Figures from the US State Department show that the country’s annual visa lottery received applications from more than 11 million applicants this year – even though only 100,000 visas are awarded through the system.
Introduced in 1990, the Diversity Visa programme – otherwise known as visa lottery – is held each year and is open to applicants from countries with low rates of immigration to the United States – in other words, no visas go to nationals of countries who have sent more than 50,000 immigrants to the United States over the period of the past five years. Citizens of Northern Ireland are eligible to apply through the programme, although those from the UK are not.
Applications for the 2016 lottery only opened on 1st October and closed on Monday, and the 11 million plus applications received by the Department of State in this period was 21 per cent higher than the number received last year.

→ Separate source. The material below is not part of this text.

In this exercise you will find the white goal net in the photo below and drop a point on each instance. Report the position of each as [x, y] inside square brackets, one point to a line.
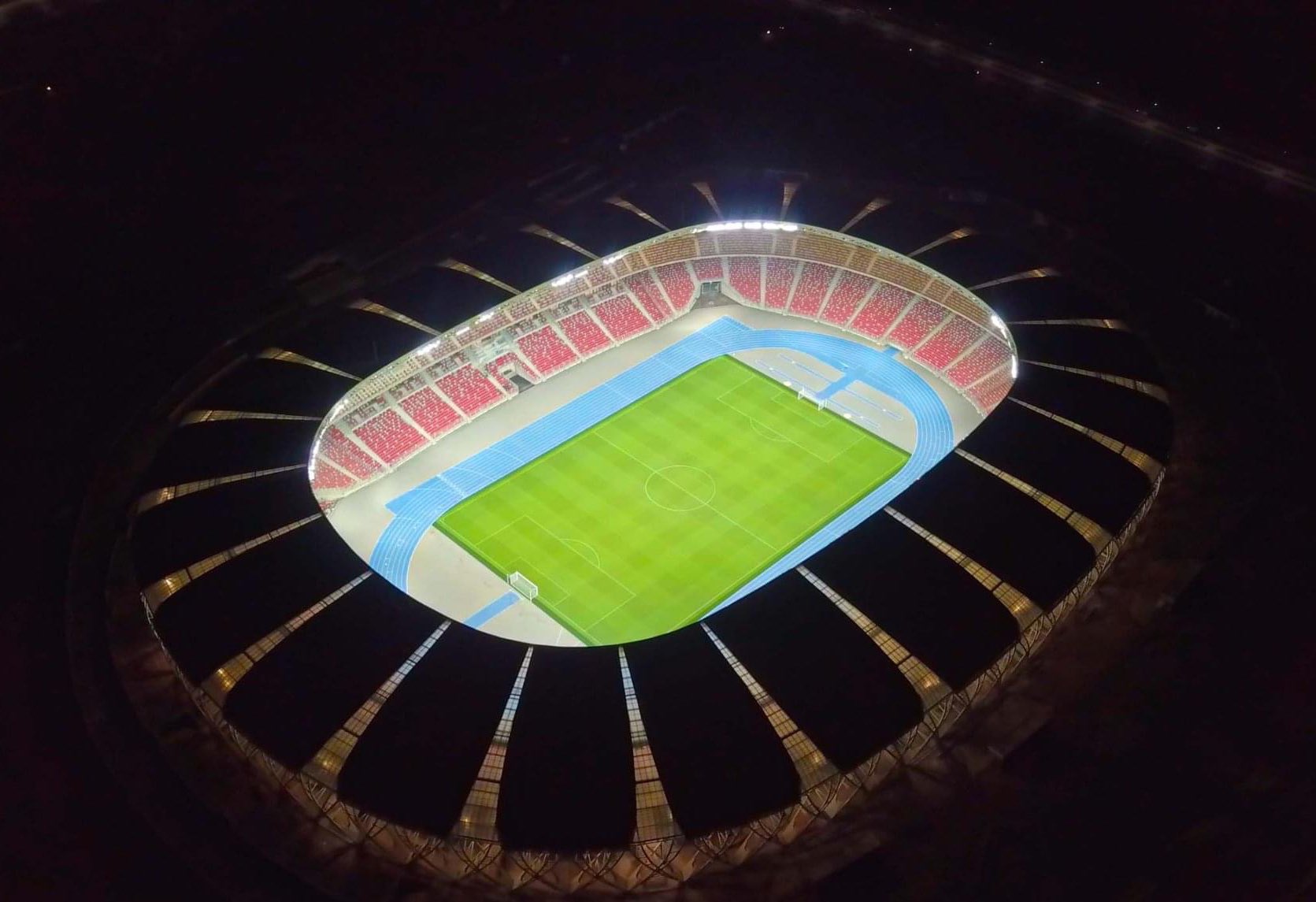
[523, 586]
[804, 394]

One of the reasons for the spike in numbers this year could be down to the fact that it could be the last year the programme operates. Under a Senate immigration bill that passed last year, the lottery would be eliminated, and analysts say it is unlikely to survive if lawmakers pass a broad overhaul of the immigration system.
Opponents of the system argue that a large influx of, potentially, low-skilled immigrants does little to aid the US economy, and the 100,000 places awarded through this system would be better served going to more suitably qualified overseas nationals.
Supporters, however, claims that it gives those who often don’t have the chance to immigrate through family connections or work sponsorship the chance to make a new life for themselves – a key component, they argue, of what America is all about.
The computer generated random draw for the 2016 lottery will take place in Kentucky next May.